Monday, April 5, 2010

AD Model Builder -- BUGS-like flexibility for maximum likelihood (and Bayesian) inference

I've been starting to use AD Model Builder these last few weeks in my research and am quite impressed.  ADMB is an ex-proprietary fourth generation programming language that allows statisticians to quickly build and fit complex statistical models.  For some reason, ADMB has mainly been popular only in fisheries research.  Now that it's gone open software with a BSD license, I believe ADMB is primed for adoption by a much wider audience.  The ability to fit random effects models by automatically computing the Laplace approximation to the integrated likelihood is just too convenient.  I'm debating working ADMB in as the new engine for unmarked to allow for faster model fits and random effects.

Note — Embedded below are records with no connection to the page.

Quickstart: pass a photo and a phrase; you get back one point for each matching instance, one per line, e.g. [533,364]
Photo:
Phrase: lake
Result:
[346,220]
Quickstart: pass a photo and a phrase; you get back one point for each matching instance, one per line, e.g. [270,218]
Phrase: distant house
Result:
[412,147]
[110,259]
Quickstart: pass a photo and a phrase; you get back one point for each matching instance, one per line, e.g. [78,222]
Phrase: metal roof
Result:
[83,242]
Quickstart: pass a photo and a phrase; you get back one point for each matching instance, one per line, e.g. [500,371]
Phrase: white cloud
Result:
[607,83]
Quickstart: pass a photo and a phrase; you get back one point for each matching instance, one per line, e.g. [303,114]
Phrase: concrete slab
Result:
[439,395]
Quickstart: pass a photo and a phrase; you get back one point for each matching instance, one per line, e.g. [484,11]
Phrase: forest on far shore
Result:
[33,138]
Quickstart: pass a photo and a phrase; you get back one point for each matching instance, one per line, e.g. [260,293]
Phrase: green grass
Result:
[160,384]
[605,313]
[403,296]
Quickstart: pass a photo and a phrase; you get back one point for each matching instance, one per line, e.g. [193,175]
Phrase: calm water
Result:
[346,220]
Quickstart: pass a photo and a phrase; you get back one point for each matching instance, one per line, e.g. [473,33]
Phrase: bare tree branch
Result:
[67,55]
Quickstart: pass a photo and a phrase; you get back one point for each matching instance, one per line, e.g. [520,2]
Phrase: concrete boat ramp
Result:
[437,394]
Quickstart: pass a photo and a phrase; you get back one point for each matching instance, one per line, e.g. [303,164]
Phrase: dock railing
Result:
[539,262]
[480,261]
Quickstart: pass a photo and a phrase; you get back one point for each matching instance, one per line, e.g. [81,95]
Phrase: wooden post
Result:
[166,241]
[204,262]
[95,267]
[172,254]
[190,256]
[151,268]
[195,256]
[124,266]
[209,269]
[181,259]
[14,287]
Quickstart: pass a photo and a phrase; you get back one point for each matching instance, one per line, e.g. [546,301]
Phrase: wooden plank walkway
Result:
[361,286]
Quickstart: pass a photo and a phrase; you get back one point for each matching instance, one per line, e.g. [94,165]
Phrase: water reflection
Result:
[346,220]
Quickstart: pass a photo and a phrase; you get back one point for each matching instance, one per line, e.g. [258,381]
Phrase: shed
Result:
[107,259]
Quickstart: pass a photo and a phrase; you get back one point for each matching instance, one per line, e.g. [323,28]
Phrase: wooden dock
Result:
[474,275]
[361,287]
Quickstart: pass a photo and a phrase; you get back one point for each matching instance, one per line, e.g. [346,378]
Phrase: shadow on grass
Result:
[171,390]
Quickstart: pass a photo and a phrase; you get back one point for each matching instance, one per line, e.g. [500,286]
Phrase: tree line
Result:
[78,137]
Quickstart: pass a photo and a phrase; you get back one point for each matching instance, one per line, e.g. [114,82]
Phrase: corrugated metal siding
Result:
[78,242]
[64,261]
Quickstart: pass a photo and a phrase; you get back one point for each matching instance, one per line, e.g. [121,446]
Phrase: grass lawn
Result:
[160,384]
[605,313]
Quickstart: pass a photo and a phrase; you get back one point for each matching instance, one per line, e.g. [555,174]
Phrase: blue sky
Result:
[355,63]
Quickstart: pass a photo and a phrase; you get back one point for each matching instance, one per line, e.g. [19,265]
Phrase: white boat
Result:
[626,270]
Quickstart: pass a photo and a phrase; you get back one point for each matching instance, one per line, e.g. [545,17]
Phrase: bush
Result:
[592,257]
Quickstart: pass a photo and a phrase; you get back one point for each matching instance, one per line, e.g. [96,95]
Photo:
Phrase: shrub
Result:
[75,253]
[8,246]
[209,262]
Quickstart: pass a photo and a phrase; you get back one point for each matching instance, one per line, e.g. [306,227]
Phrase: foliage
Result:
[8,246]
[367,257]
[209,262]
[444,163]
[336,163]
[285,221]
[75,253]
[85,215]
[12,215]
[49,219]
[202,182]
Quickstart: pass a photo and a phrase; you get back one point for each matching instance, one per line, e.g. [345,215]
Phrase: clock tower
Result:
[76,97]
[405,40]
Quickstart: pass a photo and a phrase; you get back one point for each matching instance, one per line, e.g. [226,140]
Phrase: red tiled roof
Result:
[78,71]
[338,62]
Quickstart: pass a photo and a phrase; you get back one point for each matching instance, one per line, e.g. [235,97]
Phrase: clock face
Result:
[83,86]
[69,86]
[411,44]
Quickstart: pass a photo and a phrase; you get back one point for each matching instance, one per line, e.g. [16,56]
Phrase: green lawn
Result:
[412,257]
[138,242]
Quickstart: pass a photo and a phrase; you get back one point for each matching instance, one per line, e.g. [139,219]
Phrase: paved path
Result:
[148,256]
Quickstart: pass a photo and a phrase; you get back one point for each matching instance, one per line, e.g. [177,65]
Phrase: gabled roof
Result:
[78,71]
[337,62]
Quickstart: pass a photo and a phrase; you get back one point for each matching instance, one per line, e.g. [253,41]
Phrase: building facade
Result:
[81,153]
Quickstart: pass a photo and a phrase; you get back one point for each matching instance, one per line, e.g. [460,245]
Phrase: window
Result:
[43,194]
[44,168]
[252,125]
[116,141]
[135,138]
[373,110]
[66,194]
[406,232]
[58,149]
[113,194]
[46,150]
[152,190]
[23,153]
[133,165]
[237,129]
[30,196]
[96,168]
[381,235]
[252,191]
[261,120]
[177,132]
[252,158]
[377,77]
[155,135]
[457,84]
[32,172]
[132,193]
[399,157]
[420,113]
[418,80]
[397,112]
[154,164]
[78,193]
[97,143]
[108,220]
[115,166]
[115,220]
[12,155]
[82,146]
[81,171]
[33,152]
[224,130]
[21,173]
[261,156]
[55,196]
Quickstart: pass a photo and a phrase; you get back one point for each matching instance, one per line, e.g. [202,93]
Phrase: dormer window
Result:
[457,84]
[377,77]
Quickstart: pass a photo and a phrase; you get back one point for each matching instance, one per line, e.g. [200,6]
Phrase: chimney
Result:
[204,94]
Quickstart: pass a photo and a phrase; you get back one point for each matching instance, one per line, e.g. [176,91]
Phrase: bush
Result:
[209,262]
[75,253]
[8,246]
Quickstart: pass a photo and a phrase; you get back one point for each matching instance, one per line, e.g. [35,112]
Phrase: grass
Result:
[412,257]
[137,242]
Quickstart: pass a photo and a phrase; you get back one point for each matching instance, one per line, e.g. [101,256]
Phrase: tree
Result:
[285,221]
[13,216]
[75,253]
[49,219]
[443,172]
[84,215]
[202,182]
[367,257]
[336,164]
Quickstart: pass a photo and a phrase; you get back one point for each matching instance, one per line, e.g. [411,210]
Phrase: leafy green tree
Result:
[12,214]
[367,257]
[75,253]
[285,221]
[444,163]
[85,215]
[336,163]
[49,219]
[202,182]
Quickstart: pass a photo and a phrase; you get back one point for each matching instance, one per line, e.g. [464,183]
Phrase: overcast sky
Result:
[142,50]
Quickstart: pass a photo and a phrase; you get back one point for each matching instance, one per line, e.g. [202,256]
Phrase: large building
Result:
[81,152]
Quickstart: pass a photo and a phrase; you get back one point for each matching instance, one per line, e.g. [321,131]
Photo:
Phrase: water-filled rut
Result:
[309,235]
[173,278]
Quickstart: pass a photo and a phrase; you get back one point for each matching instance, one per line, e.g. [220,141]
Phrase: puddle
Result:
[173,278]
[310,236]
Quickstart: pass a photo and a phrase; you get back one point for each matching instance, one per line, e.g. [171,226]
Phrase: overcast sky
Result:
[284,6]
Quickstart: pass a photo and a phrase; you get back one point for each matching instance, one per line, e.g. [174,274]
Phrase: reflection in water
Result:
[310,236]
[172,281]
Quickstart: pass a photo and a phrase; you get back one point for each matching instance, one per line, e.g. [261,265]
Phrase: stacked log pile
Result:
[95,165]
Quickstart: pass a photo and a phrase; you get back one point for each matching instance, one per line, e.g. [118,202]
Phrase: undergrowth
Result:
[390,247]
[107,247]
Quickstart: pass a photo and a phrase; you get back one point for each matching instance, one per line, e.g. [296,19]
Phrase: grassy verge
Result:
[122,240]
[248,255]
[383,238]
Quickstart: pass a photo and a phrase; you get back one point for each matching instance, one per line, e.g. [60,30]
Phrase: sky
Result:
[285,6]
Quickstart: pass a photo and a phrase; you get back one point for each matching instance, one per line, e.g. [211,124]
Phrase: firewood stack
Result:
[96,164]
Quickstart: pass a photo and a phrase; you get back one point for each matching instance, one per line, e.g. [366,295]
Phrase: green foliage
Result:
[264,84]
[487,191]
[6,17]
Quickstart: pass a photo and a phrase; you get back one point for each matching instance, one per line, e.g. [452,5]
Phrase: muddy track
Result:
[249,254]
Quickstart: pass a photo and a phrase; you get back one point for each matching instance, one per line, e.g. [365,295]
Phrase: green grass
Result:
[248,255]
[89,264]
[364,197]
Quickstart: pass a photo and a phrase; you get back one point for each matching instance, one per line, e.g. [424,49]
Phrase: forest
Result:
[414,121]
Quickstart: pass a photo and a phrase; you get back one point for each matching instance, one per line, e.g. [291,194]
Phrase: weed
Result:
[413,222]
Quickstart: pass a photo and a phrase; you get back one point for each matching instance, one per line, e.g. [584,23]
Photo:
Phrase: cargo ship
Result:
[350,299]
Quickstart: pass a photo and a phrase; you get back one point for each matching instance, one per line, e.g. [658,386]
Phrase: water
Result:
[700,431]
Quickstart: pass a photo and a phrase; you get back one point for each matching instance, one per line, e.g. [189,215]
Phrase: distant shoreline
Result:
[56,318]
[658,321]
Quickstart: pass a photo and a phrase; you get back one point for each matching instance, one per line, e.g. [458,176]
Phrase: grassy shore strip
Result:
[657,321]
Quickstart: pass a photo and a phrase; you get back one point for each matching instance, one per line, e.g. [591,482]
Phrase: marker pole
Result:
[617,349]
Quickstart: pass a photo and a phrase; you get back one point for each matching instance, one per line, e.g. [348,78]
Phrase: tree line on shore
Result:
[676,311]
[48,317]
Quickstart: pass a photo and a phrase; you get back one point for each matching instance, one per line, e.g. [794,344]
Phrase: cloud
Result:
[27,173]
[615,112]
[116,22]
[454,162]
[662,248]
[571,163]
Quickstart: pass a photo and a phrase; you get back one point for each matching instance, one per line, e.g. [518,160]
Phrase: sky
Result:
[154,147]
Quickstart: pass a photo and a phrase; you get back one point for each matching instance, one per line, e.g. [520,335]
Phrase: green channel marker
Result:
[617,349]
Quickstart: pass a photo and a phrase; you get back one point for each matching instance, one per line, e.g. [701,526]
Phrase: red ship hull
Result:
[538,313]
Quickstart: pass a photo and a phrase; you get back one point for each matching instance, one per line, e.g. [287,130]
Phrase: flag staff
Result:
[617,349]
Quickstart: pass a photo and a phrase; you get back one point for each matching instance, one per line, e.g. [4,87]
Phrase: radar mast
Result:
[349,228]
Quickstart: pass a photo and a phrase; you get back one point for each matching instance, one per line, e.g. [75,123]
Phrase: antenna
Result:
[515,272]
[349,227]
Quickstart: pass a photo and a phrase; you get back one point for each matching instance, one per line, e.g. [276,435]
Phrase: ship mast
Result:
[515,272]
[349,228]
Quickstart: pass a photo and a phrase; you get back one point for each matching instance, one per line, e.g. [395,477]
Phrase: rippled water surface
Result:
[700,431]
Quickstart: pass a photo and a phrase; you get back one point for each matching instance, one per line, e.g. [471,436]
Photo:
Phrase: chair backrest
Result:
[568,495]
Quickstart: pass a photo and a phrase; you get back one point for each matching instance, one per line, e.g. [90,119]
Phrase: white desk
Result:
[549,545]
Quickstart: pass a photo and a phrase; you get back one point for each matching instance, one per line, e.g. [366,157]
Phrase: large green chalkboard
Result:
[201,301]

I'm too busy working on my research to flush out a full example for this post, but the documentation is quite extensive and there is an extremely helpful user community.  The general workflow is

  1. The user creates a "tempate" file and ADMB converts this into C++ code that uses a powerful combination of the included automatic differentiation and optimization libraries.
  2. This C++ program is then compiled into an executable that runs blazingly fast compared with either BUGS or JAGS, who I see as the main competitors.  
There are a number of R calling packages in the works that make this all more straightforward than this sounds.  And the Emacs package makes working with ADMB a real pleasure.  Thanks to Dave Fournier, the creator of ADMB!

Saturday, February 20, 2010

Easily and dramatically speed up R: install GotoBLAS2 on Ubuntu

The speed of computations in R is highly dependent on the underlying linear algebra routines that R is linked to.  This entry describes how I gained orders of magnitude speed increase for some matrix operations over the default R installation by installing and linking R against multi-threaded GotoBLAS2 thanks to the work of Kazushige Goto at the University of Texas at Austin.

At the core of matrix operations in R is a set of Fortran routines called BLAS (Basic Linear Algebra Routines).  Fortunately, modern versions of R are compiled against a shared BLAS.  What this means to us data analysts is that we can easily swap out one BLAS library for another by only altering symbolic links and copying a couple of files!  Although the R installation manual briefly mentions that this is possible, I haven't seen detailed Ubuntu-specific directions online.  And other similar tips from users describe compiling R from source.  Here's how to install GotoBLAS2 on Ubuntu 9.10 with R 2.10.  I haven't verified any other configuration.

  1. Visit the Texas Advanced Computing Center and follow the directions to download GotoBLAS2.
  2. Extract the files somewhere temporary.
  3. Follow the directions in the file 02QuickInstall.txt, which basically say to enter the directory in a shell and type make.
  4. Copy the resulting .so shared object library file (libgoto2_penrynp-r1.12.so on my machine) to /usr/lib
  5. The original BLAS library located there is called libblas.so.3gf.0.  Back this file up:  cp libblas.so.3gf.0  libblas.so.3gf.0.keep
  6. Make a symbolic link to the new BLAS library:
    ln -s libgoto2_penrynp-r1.12.so libblas.so.3gf.0
That's it!  Do some matrix operations and enjoy the speedup!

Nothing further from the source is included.